Ce 250e anniversaire de la bataille des Plaines est l'occasion de se rappeler le passage du régime français au régime britannique. L'occasion de faire des bilans. Sérieusement! Il faut le faire par la publication de livres, par des expositions, des conférences et des colloques, comme le préparent quelques institutions de Québec pour informer, faire comprendre et provoquer une réflexion sur le sens de cet événement. Contrairement à ce que peut penser le maire de Québec, Régis Labeaume, ce n'est pas là «radotage».
La reconstitution de la bataille du 13 septembre ne peut être d'aucun apport valable à un tel exercice, d'autant plus qu'elle a été conçue dans une forme festive et commerçante. La Commission des champs, qui a préparé le programme des fêtes, s'est laissé imprégner par l'esprit imposé par Ottawa aux fêtes du 400e anniversaire de Québec l'an dernier: du pain et des jeux. Comme pour la fondation de Québec, on veut éviter la politisation de l'événement en le banalisant.
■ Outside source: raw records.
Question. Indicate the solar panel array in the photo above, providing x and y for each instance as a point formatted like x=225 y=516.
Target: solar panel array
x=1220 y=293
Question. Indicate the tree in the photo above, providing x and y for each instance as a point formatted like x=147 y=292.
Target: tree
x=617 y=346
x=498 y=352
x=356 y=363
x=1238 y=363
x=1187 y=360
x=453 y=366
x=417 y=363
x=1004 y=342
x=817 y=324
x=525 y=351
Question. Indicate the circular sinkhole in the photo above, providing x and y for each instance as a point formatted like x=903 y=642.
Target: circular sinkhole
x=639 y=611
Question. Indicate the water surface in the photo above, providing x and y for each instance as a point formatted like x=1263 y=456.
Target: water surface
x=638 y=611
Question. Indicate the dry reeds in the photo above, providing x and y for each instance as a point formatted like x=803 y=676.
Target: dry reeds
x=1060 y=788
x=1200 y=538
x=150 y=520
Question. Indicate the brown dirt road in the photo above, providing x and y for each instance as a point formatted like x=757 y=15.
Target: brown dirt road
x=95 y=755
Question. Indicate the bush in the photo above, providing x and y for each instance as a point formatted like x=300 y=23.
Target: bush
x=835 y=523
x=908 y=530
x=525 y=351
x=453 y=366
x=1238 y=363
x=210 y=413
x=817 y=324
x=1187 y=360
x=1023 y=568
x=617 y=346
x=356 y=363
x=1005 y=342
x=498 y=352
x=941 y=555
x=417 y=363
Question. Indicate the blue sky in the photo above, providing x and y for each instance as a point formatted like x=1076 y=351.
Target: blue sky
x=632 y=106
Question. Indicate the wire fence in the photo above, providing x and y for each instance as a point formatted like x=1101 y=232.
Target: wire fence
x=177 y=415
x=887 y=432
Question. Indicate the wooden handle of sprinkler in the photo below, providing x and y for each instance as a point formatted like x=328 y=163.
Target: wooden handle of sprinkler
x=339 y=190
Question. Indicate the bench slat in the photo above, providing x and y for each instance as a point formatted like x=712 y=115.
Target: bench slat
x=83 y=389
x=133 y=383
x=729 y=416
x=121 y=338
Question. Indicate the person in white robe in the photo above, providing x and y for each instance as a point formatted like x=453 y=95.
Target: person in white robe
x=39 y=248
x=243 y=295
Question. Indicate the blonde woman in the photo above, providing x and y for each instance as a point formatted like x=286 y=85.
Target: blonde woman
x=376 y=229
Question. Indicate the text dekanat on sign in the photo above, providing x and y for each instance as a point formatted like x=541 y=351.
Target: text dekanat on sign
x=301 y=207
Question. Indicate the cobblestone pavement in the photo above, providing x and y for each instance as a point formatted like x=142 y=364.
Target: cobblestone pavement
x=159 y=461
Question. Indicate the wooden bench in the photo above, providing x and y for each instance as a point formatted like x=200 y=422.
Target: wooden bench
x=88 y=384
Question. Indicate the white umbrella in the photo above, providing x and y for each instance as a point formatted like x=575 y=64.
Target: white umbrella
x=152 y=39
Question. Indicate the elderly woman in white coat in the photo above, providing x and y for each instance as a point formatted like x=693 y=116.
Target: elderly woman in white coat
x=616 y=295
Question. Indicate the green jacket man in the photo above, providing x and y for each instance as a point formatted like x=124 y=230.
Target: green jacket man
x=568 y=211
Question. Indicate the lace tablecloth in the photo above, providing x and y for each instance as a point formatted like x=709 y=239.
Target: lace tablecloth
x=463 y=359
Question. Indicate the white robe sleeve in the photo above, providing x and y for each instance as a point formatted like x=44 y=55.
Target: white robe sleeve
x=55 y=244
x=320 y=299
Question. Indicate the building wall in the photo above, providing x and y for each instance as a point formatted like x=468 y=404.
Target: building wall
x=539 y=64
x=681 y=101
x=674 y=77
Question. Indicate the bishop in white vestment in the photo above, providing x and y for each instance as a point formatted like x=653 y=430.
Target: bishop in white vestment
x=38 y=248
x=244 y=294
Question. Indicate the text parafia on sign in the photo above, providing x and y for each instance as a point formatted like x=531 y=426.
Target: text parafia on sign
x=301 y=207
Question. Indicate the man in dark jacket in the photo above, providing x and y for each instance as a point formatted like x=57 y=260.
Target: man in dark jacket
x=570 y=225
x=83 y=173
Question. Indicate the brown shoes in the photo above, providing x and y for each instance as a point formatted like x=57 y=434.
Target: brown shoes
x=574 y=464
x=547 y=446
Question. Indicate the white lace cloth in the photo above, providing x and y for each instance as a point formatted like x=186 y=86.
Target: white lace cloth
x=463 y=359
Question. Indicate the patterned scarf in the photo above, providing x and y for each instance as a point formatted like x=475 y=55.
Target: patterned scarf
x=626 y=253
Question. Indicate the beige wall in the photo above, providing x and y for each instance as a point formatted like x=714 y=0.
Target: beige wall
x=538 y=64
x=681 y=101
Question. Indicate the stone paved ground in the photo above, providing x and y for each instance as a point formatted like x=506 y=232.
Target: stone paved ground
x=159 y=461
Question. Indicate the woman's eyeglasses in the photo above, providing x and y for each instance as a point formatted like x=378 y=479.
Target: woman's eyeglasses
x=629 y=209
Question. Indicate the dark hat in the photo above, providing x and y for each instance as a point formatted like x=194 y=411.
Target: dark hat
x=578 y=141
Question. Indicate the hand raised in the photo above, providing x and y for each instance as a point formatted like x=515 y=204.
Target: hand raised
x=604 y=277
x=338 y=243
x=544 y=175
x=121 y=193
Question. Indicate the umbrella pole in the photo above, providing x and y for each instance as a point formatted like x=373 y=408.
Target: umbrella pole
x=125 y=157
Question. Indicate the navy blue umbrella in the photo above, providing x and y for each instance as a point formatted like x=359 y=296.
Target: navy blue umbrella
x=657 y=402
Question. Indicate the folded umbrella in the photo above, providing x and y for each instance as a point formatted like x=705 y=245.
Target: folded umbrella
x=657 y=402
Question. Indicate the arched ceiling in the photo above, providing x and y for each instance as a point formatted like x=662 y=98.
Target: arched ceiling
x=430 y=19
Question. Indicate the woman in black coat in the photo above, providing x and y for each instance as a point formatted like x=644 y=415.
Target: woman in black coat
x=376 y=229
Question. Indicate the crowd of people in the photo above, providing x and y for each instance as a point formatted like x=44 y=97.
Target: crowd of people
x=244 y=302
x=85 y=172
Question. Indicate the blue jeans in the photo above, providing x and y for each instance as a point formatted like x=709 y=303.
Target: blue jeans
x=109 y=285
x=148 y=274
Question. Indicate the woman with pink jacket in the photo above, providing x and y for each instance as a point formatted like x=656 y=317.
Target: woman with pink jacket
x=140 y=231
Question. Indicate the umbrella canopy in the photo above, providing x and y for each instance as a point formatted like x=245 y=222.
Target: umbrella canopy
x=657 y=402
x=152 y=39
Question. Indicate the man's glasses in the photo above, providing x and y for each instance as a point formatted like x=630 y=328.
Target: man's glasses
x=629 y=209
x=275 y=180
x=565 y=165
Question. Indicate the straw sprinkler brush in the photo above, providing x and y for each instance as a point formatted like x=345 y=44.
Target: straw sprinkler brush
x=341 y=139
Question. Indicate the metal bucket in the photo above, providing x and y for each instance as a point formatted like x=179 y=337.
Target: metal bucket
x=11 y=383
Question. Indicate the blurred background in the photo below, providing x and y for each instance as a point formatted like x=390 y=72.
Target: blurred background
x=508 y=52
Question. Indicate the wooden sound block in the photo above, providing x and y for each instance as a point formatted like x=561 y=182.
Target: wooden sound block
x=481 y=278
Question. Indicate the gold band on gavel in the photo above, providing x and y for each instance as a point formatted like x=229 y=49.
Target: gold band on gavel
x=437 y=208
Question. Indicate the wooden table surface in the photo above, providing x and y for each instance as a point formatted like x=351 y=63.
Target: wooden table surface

Une autre fois, célébrons l'amitié de deux peuples plutôt que de s'interroger sur la solidité de ses fondements. Deux fois de suite, c'est trop!
Curieux tout de même que les membres de la Commission des champs de bataille n'aient pas vu venir les protestations surgies de toutes parts depuis quelques semaines. La reconstitution de la bataille n'était dans leur esprit que d'innocents jeux de guerre. Consciemment ou non, ils concourront, s'ils persistent, à dénaturer le sens d'un événement marquant de l'histoire du Québec.
La Commission, comprenant qu'elle a mis le pied sur un terrain glissant, indiquait hier qu'elle consulterait des historiens de l'Université Laval pour l'aider à rectifier le tir. En fait, elle doit faire plus. Elle doit battre en retraite et abandonner ses innocents jeux de guerre qui sont devenus inutilement provocants. Si elle tient à faire un geste officiel, suggérons-lui de faire comme en 1959, pour le 200e anniversaire, où l'on s'était contenté d'émettre un timbre.